HOMMAGE : B comme Belmondo, B comme BD


Ce lundi 6 septembre 2021, radio, télévision et journaux ont annoncé la mort d’une des dernières véritables stars du 7e art : Jean-Paul Belmondo. Le comédien, qui avait su faire preuve d’un talent tout terrain, passant du polar d’action au cinéma d’auteur avec un égal bonheur, avait une gueule sympathique qui inspira plusieurs créateurs de bandes dessinées.


C’est bien évidemment la popularité de Jean-Paul Belmondo qui a incité un Jean Giraud, alias Gir alias Moebius, encore débutant à donner le visage de l’acteur au personnage principal d’une série western, alors intitulée Fort Navajo, dans le numéro 210 de l’hebdomadaire Pilote, le 31 octobre 1963. Le lieutenant de cavalerie Mike S. Blueberry, né de l’imagination du scénariste stakhanoviste Jean-Michel Charlier (1924-1989), n’a cependant pas conservé les traits de notre Bébel national, même s’ils convenaient bien à cet antihéros peu conventionnel. Au fil des albums, Giraud fait évoluer son style, passant parfois de docteur Gir à mister Moebius ou l’inverse (1), et s’inspire, selon les aventures, d’autres figures du western cinématographique comme Charles Bronson ou Clint Eastwood. Mais, une chose est sûre, le premier visage de Blueberry restera à jamais celui de Jean-Paul Belmondo.

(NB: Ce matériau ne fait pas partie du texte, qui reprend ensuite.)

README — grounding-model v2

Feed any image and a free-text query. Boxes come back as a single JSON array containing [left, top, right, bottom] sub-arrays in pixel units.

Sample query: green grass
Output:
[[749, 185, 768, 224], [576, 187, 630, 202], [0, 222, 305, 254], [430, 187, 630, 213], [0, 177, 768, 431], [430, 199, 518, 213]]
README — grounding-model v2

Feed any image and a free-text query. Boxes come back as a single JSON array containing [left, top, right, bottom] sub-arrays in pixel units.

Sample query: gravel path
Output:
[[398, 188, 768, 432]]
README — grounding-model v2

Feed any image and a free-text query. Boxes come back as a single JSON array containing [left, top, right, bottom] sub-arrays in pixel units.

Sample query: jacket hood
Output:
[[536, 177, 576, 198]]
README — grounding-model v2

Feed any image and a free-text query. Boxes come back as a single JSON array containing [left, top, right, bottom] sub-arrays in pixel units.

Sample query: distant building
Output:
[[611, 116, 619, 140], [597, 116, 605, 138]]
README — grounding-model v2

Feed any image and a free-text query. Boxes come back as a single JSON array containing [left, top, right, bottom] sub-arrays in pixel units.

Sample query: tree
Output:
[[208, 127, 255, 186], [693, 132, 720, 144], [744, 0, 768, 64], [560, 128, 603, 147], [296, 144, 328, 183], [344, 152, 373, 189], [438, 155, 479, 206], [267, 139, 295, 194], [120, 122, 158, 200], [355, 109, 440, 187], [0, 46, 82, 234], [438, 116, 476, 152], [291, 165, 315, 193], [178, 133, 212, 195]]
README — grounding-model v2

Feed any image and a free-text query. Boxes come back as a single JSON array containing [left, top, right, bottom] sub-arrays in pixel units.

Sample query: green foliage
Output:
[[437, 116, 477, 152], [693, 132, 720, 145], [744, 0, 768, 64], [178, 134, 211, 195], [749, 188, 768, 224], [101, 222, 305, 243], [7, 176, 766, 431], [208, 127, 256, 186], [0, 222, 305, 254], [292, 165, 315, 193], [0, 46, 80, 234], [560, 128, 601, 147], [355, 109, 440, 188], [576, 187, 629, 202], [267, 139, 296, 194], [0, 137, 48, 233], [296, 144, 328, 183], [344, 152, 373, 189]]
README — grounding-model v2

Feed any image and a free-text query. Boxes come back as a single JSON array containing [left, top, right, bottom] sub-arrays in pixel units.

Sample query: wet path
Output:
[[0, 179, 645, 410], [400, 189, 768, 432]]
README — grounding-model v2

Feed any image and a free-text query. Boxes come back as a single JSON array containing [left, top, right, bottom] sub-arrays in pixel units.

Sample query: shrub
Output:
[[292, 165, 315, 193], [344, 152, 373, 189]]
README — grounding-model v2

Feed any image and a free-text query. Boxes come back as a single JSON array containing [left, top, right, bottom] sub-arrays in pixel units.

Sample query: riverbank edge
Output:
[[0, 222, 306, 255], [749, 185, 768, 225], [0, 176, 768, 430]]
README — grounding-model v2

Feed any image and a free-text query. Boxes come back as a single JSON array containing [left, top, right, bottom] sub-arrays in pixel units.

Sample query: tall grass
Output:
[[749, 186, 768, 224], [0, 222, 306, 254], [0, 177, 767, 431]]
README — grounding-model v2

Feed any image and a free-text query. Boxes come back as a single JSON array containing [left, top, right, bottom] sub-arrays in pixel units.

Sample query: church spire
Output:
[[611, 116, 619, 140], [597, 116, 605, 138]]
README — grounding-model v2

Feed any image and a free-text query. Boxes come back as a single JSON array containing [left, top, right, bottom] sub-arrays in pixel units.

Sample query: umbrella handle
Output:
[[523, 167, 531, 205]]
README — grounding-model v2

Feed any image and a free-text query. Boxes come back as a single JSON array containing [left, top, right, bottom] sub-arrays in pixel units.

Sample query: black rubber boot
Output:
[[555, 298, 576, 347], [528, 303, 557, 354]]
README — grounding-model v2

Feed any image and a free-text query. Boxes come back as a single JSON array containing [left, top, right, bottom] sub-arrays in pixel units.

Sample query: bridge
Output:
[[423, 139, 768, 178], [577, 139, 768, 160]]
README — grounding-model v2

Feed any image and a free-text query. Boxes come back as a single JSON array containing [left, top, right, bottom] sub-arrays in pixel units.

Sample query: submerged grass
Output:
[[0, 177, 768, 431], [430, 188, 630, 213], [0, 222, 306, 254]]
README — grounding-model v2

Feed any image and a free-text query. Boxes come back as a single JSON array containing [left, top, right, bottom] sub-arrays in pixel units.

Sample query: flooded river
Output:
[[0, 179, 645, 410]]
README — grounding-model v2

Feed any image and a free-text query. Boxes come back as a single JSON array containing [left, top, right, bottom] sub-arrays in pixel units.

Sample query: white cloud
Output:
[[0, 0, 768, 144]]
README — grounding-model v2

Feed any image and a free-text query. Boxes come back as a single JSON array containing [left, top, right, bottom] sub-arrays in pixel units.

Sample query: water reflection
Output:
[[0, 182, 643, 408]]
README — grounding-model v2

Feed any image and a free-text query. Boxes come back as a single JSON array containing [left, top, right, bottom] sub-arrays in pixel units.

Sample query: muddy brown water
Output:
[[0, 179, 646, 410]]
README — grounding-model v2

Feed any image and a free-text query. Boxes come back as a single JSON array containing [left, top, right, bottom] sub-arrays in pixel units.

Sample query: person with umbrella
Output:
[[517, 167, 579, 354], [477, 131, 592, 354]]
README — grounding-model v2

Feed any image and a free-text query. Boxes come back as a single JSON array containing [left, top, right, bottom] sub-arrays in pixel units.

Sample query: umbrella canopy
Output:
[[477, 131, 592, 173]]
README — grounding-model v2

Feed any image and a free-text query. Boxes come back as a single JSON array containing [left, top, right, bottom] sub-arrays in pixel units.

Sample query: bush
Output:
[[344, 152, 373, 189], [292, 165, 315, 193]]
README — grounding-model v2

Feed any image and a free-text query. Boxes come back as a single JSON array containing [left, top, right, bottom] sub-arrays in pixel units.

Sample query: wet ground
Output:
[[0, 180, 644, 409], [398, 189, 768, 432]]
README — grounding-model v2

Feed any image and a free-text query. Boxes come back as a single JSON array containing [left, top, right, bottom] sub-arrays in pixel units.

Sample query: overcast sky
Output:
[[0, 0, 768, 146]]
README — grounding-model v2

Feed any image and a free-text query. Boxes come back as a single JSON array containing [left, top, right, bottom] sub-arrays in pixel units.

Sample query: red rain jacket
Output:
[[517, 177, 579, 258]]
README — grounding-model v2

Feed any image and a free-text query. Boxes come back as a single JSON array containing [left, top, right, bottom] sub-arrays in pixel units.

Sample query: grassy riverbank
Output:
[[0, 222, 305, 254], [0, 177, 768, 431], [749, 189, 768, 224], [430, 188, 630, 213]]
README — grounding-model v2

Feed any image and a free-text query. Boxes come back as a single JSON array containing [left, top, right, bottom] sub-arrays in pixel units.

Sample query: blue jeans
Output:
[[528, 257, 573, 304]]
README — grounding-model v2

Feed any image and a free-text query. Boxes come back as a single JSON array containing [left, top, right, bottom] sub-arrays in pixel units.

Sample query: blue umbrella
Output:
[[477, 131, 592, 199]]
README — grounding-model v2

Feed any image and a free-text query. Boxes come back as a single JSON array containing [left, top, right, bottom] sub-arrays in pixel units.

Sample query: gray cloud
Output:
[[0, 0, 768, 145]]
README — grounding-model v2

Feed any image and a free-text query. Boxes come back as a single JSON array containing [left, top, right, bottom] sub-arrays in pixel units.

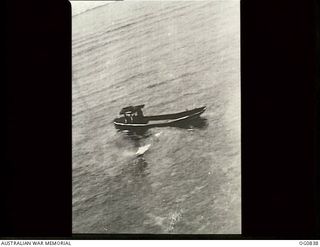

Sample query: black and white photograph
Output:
[[71, 0, 241, 234]]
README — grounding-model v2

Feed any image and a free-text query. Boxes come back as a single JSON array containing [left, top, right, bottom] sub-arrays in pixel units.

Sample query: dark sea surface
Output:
[[71, 1, 241, 234]]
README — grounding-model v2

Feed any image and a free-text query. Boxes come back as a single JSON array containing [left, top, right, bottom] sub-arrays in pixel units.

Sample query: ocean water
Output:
[[72, 1, 241, 234]]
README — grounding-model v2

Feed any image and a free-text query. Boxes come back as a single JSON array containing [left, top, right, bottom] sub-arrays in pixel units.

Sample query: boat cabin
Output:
[[120, 105, 144, 123]]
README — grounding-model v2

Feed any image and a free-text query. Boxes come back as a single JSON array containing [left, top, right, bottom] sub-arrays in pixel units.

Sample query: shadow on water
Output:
[[118, 117, 209, 140]]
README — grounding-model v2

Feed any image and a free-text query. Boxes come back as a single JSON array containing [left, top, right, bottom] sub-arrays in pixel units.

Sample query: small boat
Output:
[[113, 105, 206, 129]]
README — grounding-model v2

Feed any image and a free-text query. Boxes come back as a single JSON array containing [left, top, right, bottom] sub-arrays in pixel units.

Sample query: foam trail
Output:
[[136, 144, 151, 156]]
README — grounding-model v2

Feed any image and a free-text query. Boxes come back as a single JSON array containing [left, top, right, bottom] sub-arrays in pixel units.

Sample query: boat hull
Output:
[[114, 107, 206, 129]]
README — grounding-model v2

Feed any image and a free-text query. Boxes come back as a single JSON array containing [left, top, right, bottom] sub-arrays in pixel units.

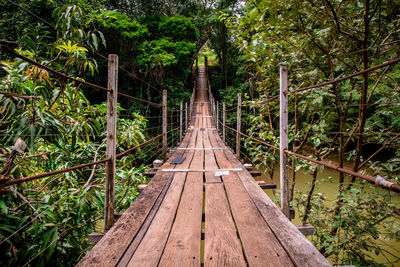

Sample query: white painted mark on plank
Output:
[[215, 171, 229, 176], [161, 168, 243, 172], [177, 147, 228, 150]]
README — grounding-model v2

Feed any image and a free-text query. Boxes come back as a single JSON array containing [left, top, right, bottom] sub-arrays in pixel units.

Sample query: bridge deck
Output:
[[78, 68, 330, 266]]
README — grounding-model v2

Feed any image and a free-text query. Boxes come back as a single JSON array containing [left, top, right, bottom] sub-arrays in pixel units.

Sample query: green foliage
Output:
[[222, 0, 400, 265], [158, 16, 199, 41], [296, 184, 399, 266], [137, 37, 195, 68], [98, 10, 148, 39]]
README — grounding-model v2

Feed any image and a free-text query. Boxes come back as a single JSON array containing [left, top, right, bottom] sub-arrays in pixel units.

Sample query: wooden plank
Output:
[[159, 174, 203, 266], [77, 124, 196, 266], [203, 126, 222, 183], [212, 150, 294, 266], [236, 93, 242, 159], [77, 172, 171, 266], [118, 126, 197, 266], [279, 66, 290, 218], [104, 54, 118, 232], [217, 139, 331, 267], [128, 173, 186, 267], [222, 102, 226, 143], [204, 183, 246, 266], [297, 224, 315, 236], [159, 85, 206, 266], [162, 90, 168, 162]]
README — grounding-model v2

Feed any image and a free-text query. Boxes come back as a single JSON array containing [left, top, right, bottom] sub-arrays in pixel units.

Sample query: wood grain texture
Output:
[[118, 126, 197, 266], [77, 122, 197, 266], [204, 183, 246, 266], [77, 172, 170, 266], [159, 95, 205, 266], [212, 149, 294, 266], [217, 136, 331, 267], [128, 173, 186, 267], [159, 173, 203, 266]]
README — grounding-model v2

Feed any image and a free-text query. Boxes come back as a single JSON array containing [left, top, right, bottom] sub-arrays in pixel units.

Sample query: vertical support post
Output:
[[104, 54, 118, 232], [179, 102, 183, 142], [279, 66, 290, 218], [185, 102, 188, 132], [162, 90, 167, 162], [215, 101, 219, 133], [236, 93, 242, 159], [222, 102, 226, 143]]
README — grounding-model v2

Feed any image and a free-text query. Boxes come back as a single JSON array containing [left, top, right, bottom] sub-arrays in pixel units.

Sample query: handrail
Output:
[[219, 120, 400, 193], [0, 126, 182, 188], [239, 58, 400, 108]]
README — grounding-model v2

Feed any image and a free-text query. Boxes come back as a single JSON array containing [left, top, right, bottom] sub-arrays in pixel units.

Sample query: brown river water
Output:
[[256, 166, 400, 266]]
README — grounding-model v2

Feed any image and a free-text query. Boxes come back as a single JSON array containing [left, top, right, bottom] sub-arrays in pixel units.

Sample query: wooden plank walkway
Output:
[[78, 67, 330, 266]]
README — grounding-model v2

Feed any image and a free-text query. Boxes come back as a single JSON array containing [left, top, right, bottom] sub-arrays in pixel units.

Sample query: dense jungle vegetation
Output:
[[0, 0, 400, 266]]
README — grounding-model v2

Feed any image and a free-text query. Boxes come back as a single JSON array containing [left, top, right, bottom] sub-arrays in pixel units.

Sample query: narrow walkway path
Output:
[[78, 67, 330, 266]]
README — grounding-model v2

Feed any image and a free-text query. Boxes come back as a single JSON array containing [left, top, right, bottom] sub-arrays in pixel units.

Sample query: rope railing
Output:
[[241, 58, 400, 108], [0, 126, 182, 187], [219, 112, 400, 193]]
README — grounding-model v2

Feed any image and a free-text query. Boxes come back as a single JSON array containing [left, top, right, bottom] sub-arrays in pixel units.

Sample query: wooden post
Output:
[[236, 93, 242, 159], [185, 102, 188, 132], [162, 90, 167, 162], [104, 54, 118, 232], [279, 66, 290, 218], [222, 102, 226, 143], [179, 102, 183, 142], [204, 56, 208, 74], [216, 101, 219, 133]]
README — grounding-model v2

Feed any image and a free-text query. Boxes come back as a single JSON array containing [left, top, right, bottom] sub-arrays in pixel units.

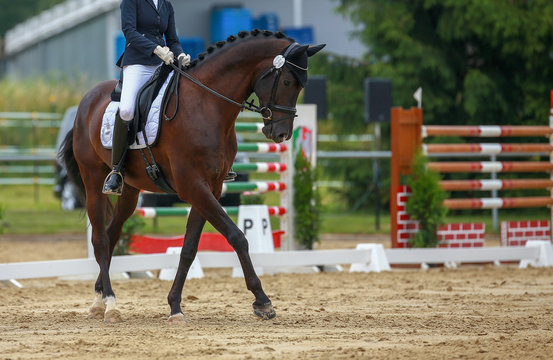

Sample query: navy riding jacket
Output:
[[117, 0, 183, 67]]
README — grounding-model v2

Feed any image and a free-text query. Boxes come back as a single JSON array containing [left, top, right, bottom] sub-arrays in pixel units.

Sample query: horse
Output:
[[60, 30, 325, 324]]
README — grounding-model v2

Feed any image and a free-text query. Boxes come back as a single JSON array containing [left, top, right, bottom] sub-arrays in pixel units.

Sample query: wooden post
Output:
[[390, 107, 422, 248]]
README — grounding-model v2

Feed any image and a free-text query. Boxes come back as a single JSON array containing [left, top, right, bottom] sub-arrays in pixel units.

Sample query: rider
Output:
[[102, 0, 190, 195]]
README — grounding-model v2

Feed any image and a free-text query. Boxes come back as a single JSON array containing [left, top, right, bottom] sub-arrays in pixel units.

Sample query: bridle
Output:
[[164, 43, 307, 129]]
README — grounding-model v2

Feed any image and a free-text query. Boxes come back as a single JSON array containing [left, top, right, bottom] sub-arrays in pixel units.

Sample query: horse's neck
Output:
[[193, 39, 286, 102]]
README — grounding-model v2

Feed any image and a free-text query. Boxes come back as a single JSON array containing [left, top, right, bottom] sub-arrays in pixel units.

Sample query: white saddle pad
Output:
[[100, 71, 174, 149]]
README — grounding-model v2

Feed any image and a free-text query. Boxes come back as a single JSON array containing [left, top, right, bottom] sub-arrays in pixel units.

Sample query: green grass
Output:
[[0, 185, 550, 235], [0, 185, 86, 234]]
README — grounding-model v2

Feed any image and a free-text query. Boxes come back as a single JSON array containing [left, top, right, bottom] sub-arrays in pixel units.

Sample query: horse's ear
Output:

Au début des années 1960, Jean-Paul Belmondo devient un véritable héros d’action avec des films tels que L’homme de Rio (de Philippe de Broca, 1964) ou Cent mille dollars au soleil (d’Henri Verneuil, 1964). Cette popularité attire l’attention des éditeurs italiens d’Elvipress qui lance un fumetti intitulé Goldrake, Agente Playboy qui paraît de 1966 à 1980. Ce petit format met donc régulièrement un Jean-Paul Belmondo plus ou moins proche de l’original en couverture, s’inspirant parfois d’affiches de ses longs-métrages. La ressemblance est encore plus anecdotique pour les dessins de ces aventures d’action, illustrées par des auteurs anonymes, qui laissent la part belle à un érotisme plus ou moins soft. Rebaptisé Godboy, les exploits de cet agent super secret ont été publiés en France par les défuntes éditions Elvifrance (100 numéros parus de 1971 à 1980).


Plus étonnant, on peut, en cherchant un peu, retrouver les traits et surtout l’esprit de Jean-Paul Belmondo dans le héros du manga Space Adventure Cobra. En effet, le mangaka Buichi Terasawa n’a jamais caché s’être inspiré du célèbre comédien français pour créer son personnage d’aventurier de l’espace, Cobra. Malgré une toison blonde, on reconnaît le nez cassé et le sourire espiègle de l’acteur côté physique, mais aussi sa propension à croiser et à séduire de jolies filles. Publiée par le Weekly Shônen Jump de la Shueisha, entre 1978 et 1984, la série de SF a été traduite en France par Dynamic Visions de 1998 à 2003, tout en bénéficiant d’une adaptation en dessin animé.
Jean-Paul Belmondo restera à jamais un éternel héros de cinéma et, un peu, de bandes dessinées.


Note :

1 - Le critique et historien de la BD Numa Sadoul a réuni une série d’entretiens avec le dessinateur sous le titre Docteur Moebius et mister Gir (Casterman en 2021).